4. Maak een testschot:

* Evalueer de belichting, schaduwen en achtergrond.

* Pas de flashvermogen aan (met FEC) en/of sluitertijd totdat u het gewenste resultaat bereikt.

5. Fine Tune:

* Pas de positie van de flits, het onderwerp of de camera aan.

* Verander de diafragma, ISO of sluitertijd indien nodig.

* Let op de hoogtepunten en schaduwen en pas dienovereenkomstig aan.

6. Focus: Zorg ervoor dat de ogen van uw onderwerp scherp zijn. Back-knopfocus kan nuttig zijn.

7. Neem het schot!

8. Review en aanpassen: Bekijk uw afbeeldingen voortdurend op het LCD -scherm en maak indien nodig aanpassingen.

6. Tips en trucs:

* Begin met TTL en gebruik FEC: TTL -flashmeting is een goed uitgangspunt, maar u moet vaak de flashvermogen aanpassen met behulp van flashblootstellingscompensatie (FEC). Als het onderwerp overbelicht is, gebruikt u negatieve FEC -waarden om de flashvermogen te verminderen. Als het onderwerp onderbelicht is, gebruikt u positieve FEC -waarden om het flashvermogen te verhogen.

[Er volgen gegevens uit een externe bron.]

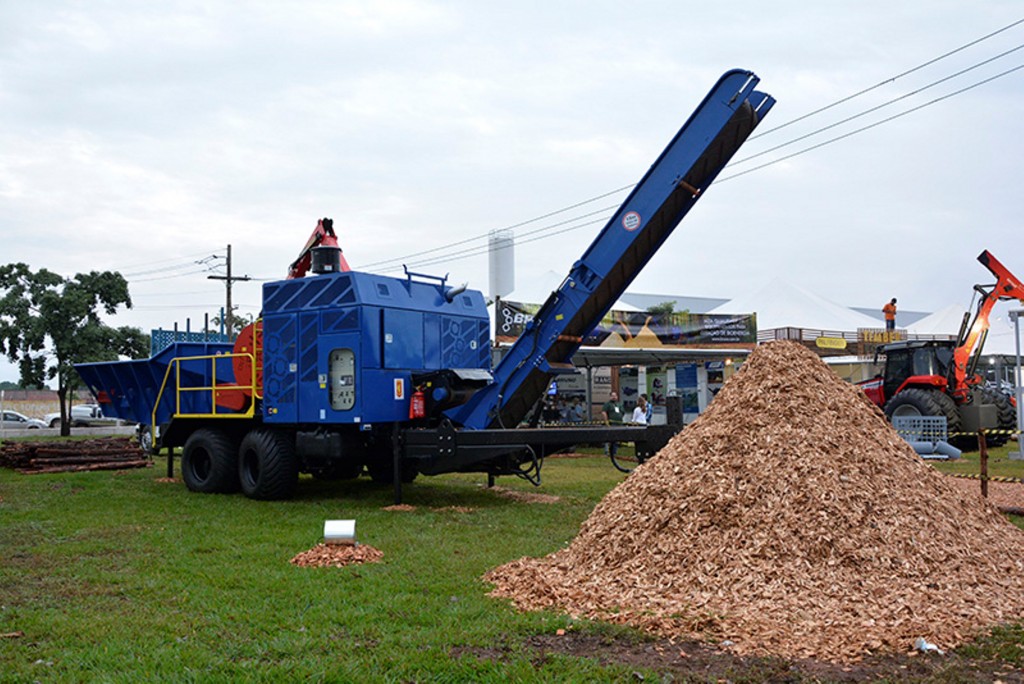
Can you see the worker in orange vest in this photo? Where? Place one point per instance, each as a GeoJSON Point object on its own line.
{"type": "Point", "coordinates": [890, 311]}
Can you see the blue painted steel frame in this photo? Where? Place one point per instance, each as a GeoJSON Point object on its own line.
{"type": "Point", "coordinates": [673, 184]}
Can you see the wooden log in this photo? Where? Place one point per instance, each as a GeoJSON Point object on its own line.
{"type": "Point", "coordinates": [118, 465]}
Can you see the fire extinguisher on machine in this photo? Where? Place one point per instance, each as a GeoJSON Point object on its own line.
{"type": "Point", "coordinates": [417, 404]}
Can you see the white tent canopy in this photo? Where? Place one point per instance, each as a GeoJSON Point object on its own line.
{"type": "Point", "coordinates": [781, 304]}
{"type": "Point", "coordinates": [944, 322]}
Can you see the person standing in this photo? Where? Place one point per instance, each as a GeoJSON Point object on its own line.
{"type": "Point", "coordinates": [640, 412]}
{"type": "Point", "coordinates": [890, 312]}
{"type": "Point", "coordinates": [611, 412]}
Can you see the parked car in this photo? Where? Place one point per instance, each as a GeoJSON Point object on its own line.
{"type": "Point", "coordinates": [83, 415]}
{"type": "Point", "coordinates": [15, 421]}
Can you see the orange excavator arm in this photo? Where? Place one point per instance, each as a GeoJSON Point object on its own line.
{"type": "Point", "coordinates": [971, 341]}
{"type": "Point", "coordinates": [323, 236]}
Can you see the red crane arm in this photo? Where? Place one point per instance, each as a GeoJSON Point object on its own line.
{"type": "Point", "coordinates": [1007, 287]}
{"type": "Point", "coordinates": [323, 234]}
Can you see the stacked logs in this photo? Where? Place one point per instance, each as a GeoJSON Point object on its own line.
{"type": "Point", "coordinates": [62, 457]}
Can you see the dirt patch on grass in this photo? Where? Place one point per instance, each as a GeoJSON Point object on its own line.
{"type": "Point", "coordinates": [690, 660]}
{"type": "Point", "coordinates": [525, 497]}
{"type": "Point", "coordinates": [337, 555]}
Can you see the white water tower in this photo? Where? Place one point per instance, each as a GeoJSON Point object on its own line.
{"type": "Point", "coordinates": [501, 263]}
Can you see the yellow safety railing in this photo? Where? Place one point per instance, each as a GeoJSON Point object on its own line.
{"type": "Point", "coordinates": [213, 388]}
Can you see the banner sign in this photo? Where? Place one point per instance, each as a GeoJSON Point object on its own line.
{"type": "Point", "coordinates": [641, 330]}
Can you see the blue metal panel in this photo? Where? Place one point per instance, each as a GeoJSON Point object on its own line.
{"type": "Point", "coordinates": [432, 341]}
{"type": "Point", "coordinates": [402, 339]}
{"type": "Point", "coordinates": [131, 386]}
{"type": "Point", "coordinates": [280, 369]}
{"type": "Point", "coordinates": [380, 402]}
{"type": "Point", "coordinates": [310, 396]}
{"type": "Point", "coordinates": [372, 346]}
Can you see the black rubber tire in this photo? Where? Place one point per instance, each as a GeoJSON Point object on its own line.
{"type": "Point", "coordinates": [915, 401]}
{"type": "Point", "coordinates": [1006, 412]}
{"type": "Point", "coordinates": [268, 468]}
{"type": "Point", "coordinates": [209, 462]}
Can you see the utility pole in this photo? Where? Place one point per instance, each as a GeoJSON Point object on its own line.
{"type": "Point", "coordinates": [228, 280]}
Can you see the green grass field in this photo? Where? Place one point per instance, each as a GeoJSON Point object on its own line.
{"type": "Point", "coordinates": [118, 576]}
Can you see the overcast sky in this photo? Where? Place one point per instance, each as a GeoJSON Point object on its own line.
{"type": "Point", "coordinates": [142, 137]}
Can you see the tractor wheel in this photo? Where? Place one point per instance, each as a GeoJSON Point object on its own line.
{"type": "Point", "coordinates": [915, 402]}
{"type": "Point", "coordinates": [209, 462]}
{"type": "Point", "coordinates": [267, 465]}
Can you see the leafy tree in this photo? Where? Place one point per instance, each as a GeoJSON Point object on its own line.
{"type": "Point", "coordinates": [239, 322]}
{"type": "Point", "coordinates": [48, 324]}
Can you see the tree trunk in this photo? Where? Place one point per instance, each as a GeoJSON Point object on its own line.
{"type": "Point", "coordinates": [62, 398]}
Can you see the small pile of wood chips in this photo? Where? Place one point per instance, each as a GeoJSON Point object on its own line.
{"type": "Point", "coordinates": [788, 519]}
{"type": "Point", "coordinates": [337, 555]}
{"type": "Point", "coordinates": [62, 457]}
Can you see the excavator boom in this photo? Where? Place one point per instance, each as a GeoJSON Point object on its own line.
{"type": "Point", "coordinates": [322, 237]}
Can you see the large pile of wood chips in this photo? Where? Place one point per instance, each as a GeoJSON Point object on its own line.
{"type": "Point", "coordinates": [788, 519]}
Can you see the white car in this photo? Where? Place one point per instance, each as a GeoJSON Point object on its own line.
{"type": "Point", "coordinates": [11, 420]}
{"type": "Point", "coordinates": [83, 415]}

* Let op overbelichting: Let goed op hoogtepunten op de huid en vermijd ze buiten te blazen.

* Beschouw de achtergrond: Laat de flits de achtergrond niet volledig overweldigen. Gebruik een langzamere sluitertijd om meer omgevingslicht vast te leggen en een gevoel van plaats te creëren.

* Gebruik een rooster: Een roosterbevestiging richt de flitstraal en voorkomt dat licht op de achtergrond morst. Dit kan handig zijn voor het maken van dramatische portretten met een donkere achtergrond.

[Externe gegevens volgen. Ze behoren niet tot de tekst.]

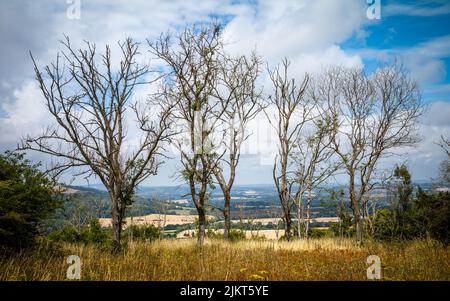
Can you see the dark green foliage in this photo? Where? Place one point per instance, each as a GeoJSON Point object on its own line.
{"type": "Point", "coordinates": [433, 215]}
{"type": "Point", "coordinates": [425, 216]}
{"type": "Point", "coordinates": [91, 233]}
{"type": "Point", "coordinates": [27, 198]}
{"type": "Point", "coordinates": [236, 234]}
{"type": "Point", "coordinates": [142, 233]}
{"type": "Point", "coordinates": [317, 233]}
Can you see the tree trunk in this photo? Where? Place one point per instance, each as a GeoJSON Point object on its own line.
{"type": "Point", "coordinates": [116, 223]}
{"type": "Point", "coordinates": [308, 213]}
{"type": "Point", "coordinates": [201, 227]}
{"type": "Point", "coordinates": [308, 216]}
{"type": "Point", "coordinates": [359, 230]}
{"type": "Point", "coordinates": [299, 220]}
{"type": "Point", "coordinates": [226, 214]}
{"type": "Point", "coordinates": [288, 227]}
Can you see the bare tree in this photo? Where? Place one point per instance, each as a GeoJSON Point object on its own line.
{"type": "Point", "coordinates": [88, 99]}
{"type": "Point", "coordinates": [313, 166]}
{"type": "Point", "coordinates": [194, 64]}
{"type": "Point", "coordinates": [444, 167]}
{"type": "Point", "coordinates": [372, 117]}
{"type": "Point", "coordinates": [292, 112]}
{"type": "Point", "coordinates": [239, 98]}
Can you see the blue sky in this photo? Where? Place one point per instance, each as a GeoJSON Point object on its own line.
{"type": "Point", "coordinates": [311, 33]}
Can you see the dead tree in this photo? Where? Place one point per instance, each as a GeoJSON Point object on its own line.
{"type": "Point", "coordinates": [292, 112]}
{"type": "Point", "coordinates": [239, 98]}
{"type": "Point", "coordinates": [88, 99]}
{"type": "Point", "coordinates": [373, 115]}
{"type": "Point", "coordinates": [444, 168]}
{"type": "Point", "coordinates": [314, 165]}
{"type": "Point", "coordinates": [194, 64]}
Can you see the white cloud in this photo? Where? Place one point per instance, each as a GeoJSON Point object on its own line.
{"type": "Point", "coordinates": [421, 9]}
{"type": "Point", "coordinates": [25, 113]}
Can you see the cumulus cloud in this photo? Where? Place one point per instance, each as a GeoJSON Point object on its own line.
{"type": "Point", "coordinates": [420, 9]}
{"type": "Point", "coordinates": [309, 32]}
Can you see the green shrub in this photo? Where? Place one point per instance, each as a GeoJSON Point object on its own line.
{"type": "Point", "coordinates": [27, 199]}
{"type": "Point", "coordinates": [317, 233]}
{"type": "Point", "coordinates": [236, 234]}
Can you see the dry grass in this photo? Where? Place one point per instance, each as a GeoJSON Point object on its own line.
{"type": "Point", "coordinates": [154, 219]}
{"type": "Point", "coordinates": [322, 259]}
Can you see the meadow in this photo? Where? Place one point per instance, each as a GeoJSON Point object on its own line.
{"type": "Point", "coordinates": [180, 259]}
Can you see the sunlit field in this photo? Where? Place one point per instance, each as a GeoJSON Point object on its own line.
{"type": "Point", "coordinates": [179, 259]}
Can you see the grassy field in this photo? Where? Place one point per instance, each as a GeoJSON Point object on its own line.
{"type": "Point", "coordinates": [321, 259]}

* Gebruik een reflector: Een reflector kan worden gebruikt om licht terug op het onderwerp te stuiteren en schaduwen in te vullen. Dit is vooral handig bij het gebruik van off-camera flash.

* oefening maakt perfect: Experimenteer met verschillende instellingen en technieken om te vinden wat het beste werkt voor u en uw onderwerp.

7. Voorbeeldscenario's:

* Straatportret met omgevingslicht: Gebruik een breder diafragma (f/2.8-f/4) en een langzamere sluitertijd (bijvoorbeeld 1/30e sec) om de stadslichten te vangen. Gebruik een flits met een diffuser om het gezicht van het onderwerp licht te vullen.

* Portret tegen een donkere muur: Gebruik off-camera flash geplaatst aan de zijkant van het onderwerp om dramatische schaduwen te creëren. Gebruik een rooster of snoot om de flitsbalk te bedienen en te voorkomen dat licht op de muur stroomt.

* Groepsportret: Verhoog het flash-vermogen en de diafragma om ervoor te zorgen dat iedereen goed verlicht is. Het stuiteren van de flits kan helpen het licht gelijkmatiger te verdelen.

Door de uitdagingen te begrijpen en de technieken te beheersen, kunt u verbluffende nachtportretten creëren met Flash die zowel goed verlicht als visueel aantrekkelijk zijn. Succes!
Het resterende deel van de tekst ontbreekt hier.